L’insistenza su Efesto ed Atena ben si spiega: il tempio sorgeva nel quartiere dei fabbri e dei calderai (Kolonos agoraios) da tempo antichissimo. Efesto è il dio dei fabbri e della metallurgia, dio fabbro egli stesso. Così come Atena è ad un tempo guerriera e protettrice dei falegnami, patrona dei tessitori e dei vasai. Nella storia della mitologia della Grecia antica l'artigiano si trova ad essere spesso confuso con altre funzioni sociali o professionali: medico, ambasciatore, assistente religioso, mediatore, indovino... che potevano far capo a una funzione onnicomprensiva: quella del demiurgo. Ed è probabile che anche nella vita reale in parte fosse così. Tra gli dèi dell'Olimpo Efesto appare come un demiurgo, in quanto loro coppiere, signore dei metalli e dei talismani, nonché del fuoco, con cui appunto si forgiavano i metalli. Il demiurgo va considerato senza dubbio come un soggetto mitologico che rispecchiava una dimensione del lavoro sociale molto meno frantumata di oggi nelle varie specializzazioni, un soggetto dotato di abilità manuale e di intelligenza pratica, una sorta di "tuttofare", di plasmatore capace di districarsi nelle situazioni più difficili o impreviste, in cui veniva richiesta una competenza a 360 gradi.

 

La presenza di Efesto all’interno del Theseion sarebbe quindi l’espediente, la mediazione sufficiente, ovvero la tecnologia, atta ad eliminare l’attrito derivato dalla compresenza dei due eroi, Teseo ed Eracle, rinsaldando i rapporti sociali e politici costituiti.

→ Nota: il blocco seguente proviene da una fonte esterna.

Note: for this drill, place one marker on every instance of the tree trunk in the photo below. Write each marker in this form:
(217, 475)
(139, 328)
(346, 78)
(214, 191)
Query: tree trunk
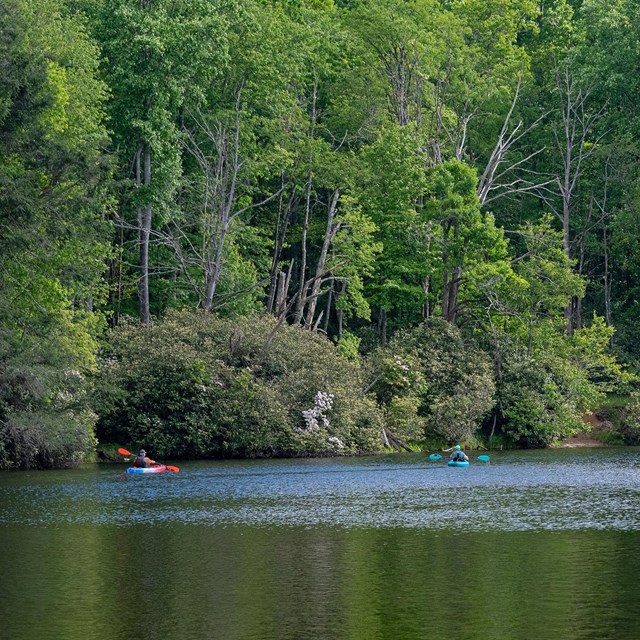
(144, 225)
(330, 232)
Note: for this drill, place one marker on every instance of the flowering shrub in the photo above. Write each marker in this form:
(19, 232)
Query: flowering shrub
(197, 385)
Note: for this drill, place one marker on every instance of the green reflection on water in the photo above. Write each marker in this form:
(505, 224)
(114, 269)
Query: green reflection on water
(78, 582)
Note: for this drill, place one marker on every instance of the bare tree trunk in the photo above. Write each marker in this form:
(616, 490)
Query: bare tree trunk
(303, 251)
(382, 327)
(329, 235)
(307, 209)
(282, 224)
(577, 125)
(144, 212)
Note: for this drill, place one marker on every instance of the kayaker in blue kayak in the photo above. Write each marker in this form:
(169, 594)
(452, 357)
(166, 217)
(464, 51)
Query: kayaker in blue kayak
(141, 460)
(458, 455)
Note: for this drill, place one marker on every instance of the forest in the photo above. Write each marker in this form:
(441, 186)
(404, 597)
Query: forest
(244, 228)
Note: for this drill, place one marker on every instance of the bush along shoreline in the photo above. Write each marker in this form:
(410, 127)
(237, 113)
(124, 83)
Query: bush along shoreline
(196, 385)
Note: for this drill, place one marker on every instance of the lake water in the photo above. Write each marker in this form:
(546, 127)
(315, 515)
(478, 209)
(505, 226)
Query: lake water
(533, 545)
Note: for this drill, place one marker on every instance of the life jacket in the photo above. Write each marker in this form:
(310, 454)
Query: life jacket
(141, 461)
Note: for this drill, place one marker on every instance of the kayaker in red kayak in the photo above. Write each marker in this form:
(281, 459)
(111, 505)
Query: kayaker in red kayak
(141, 460)
(458, 454)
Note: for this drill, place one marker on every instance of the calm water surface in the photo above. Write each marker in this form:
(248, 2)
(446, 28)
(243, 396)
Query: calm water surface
(540, 545)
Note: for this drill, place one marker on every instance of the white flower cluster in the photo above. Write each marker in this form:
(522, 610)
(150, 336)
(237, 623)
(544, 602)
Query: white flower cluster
(323, 402)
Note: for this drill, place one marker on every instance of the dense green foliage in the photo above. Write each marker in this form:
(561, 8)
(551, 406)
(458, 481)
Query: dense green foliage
(197, 385)
(445, 190)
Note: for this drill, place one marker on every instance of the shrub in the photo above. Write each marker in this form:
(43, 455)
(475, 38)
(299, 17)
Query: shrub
(197, 385)
(451, 379)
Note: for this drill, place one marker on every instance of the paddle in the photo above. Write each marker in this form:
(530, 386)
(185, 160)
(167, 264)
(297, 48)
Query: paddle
(124, 452)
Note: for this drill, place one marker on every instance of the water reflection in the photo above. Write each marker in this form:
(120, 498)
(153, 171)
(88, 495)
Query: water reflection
(534, 545)
(540, 490)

La techne che il dio impersona è tuttavia la stessa di quelle maestranze che tra il 450 e il 430 a.C. realizzarono in Atene e in Attica edifici grandiosi non solo per l’imponenza e il numero, ma per la qualità della realizzazione. Acquisendo nuove e più approfondite tecnologie lavoravano per squadre sottomettendosi a piani precisi ed organici, così da articolarsi in un modo di produzione non solo impeccabile per quanto concerne i risultati, ma estremamente rapido e sostanzialmente poco costoso.